We conducted an experiment to test the effect of a map annotated with the height of landscape features on participant's estimates of height relative to that recorded by a UAV. We asked them to record the height to the nearest metre before and after access to a map. In addition to analysing the difference between UAV and participant estimates to the nearest 1m, we categorised data into three height bands 0-25m, 25-200m and >200m. We anticipated that there might be difference before and after a map when looking at data to the nearest 1m but not when looking at height bands. The response variable is the difference between participant estimated height band and the UAV height band. So the difference could be 0, 1, 2, where pariticpants could be out by 0 height band, 1 height band etc.. As you might imagine this creates a lot of zeros and ties in the data and I'm unsure how to handle these in the context of a Wilcoxon paired analysis. I am aware of the different packages and methods for handling tied observations (Pratt vs Wilcoxon), I have read around as much as I could before considering posting this question but what I am unsure of is how many zeros or ties make the results unreliable? When I analyse my data, I get a significant difference in height band estimates before and after access to a map. The dataset is large but as mentioned there are a lot of ties.
To reproduce my data:
diff_hband_abs <- c(rep(0, 1515), rep(1, 374), rep(2, 1))

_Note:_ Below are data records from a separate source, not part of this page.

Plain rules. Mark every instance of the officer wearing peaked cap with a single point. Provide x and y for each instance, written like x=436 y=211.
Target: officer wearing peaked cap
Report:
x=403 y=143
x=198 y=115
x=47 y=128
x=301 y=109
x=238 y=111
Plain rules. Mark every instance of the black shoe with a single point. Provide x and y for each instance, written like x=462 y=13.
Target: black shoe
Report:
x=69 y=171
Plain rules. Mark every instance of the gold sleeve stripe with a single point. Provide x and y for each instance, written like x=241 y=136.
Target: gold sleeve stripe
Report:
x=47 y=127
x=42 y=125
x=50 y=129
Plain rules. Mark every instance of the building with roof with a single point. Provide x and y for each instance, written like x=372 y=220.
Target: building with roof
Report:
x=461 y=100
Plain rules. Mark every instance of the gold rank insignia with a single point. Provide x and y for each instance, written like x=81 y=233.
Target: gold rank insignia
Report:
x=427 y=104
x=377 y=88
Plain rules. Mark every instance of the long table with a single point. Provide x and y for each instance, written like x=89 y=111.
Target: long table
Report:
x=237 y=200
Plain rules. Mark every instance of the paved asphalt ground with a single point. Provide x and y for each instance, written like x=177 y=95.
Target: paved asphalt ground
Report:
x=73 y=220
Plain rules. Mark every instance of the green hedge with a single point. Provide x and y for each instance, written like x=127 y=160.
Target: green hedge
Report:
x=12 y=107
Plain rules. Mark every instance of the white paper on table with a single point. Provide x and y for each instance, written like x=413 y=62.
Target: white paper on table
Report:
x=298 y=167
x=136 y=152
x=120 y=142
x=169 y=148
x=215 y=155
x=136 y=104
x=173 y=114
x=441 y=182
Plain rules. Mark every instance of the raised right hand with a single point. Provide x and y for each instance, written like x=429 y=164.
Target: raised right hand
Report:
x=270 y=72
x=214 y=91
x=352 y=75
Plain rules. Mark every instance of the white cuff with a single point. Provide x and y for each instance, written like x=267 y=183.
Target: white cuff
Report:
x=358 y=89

round_data <- rep(c(1, 2), each = 945)
vp_data <- c(rep('N', 1296), rep('Y', 594))
df <- data.frame(DiffHband_abs = diff_hband_abs, Round = round_data, VP = vp_data)
diff_hband_abs = the difference between the participant estimated height band and that of the UAV
round_data = the round of the experiment where participants did not have access to a map (round 1) and the round where they did have access to a map (round 2)

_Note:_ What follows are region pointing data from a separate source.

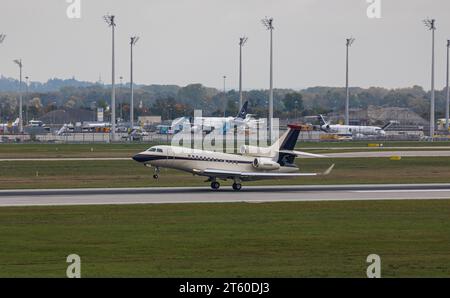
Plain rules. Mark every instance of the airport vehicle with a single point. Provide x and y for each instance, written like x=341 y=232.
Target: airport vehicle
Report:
x=276 y=161
x=352 y=130
x=36 y=127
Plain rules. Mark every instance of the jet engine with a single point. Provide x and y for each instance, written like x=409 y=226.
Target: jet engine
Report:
x=265 y=164
x=254 y=150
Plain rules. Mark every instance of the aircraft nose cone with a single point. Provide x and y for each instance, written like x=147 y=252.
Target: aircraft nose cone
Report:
x=139 y=158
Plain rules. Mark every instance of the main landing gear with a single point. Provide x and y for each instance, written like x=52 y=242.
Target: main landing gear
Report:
x=237 y=186
x=216 y=185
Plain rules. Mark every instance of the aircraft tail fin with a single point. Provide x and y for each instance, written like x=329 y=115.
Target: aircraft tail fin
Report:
x=243 y=112
x=389 y=124
x=286 y=143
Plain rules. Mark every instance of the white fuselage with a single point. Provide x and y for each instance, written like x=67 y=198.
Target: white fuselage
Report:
x=196 y=161
x=349 y=130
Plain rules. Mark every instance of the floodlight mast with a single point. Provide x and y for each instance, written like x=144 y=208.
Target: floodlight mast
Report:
x=448 y=90
x=431 y=25
x=110 y=20
x=19 y=63
x=133 y=41
x=242 y=42
x=225 y=95
x=268 y=23
x=348 y=43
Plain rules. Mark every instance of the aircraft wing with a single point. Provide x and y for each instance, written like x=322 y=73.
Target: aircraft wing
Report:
x=249 y=175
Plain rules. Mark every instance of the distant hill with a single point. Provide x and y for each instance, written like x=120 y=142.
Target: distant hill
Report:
x=10 y=84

vp_data = we collected information of whether participants had ever conducted surveys of bird flight height before (if they had vp_data ='Y'; if not vp_data='N').

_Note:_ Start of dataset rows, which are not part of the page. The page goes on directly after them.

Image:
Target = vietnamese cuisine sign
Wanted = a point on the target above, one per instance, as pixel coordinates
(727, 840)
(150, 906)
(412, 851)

When running the different possible functions for wilcoxon-signed rank test for paired data (including the version in the coin package with Pratts method for handling ties) I get highly significant p-values and I'm not sure if I can trust them due to the nature of my data. I would be interested in any clarity on this analysis and suggestions for other analysis would also be very welcome. I have considered ordinal regression but my data violate the proportional odds assumption.
Many many thanks for your time and consideration.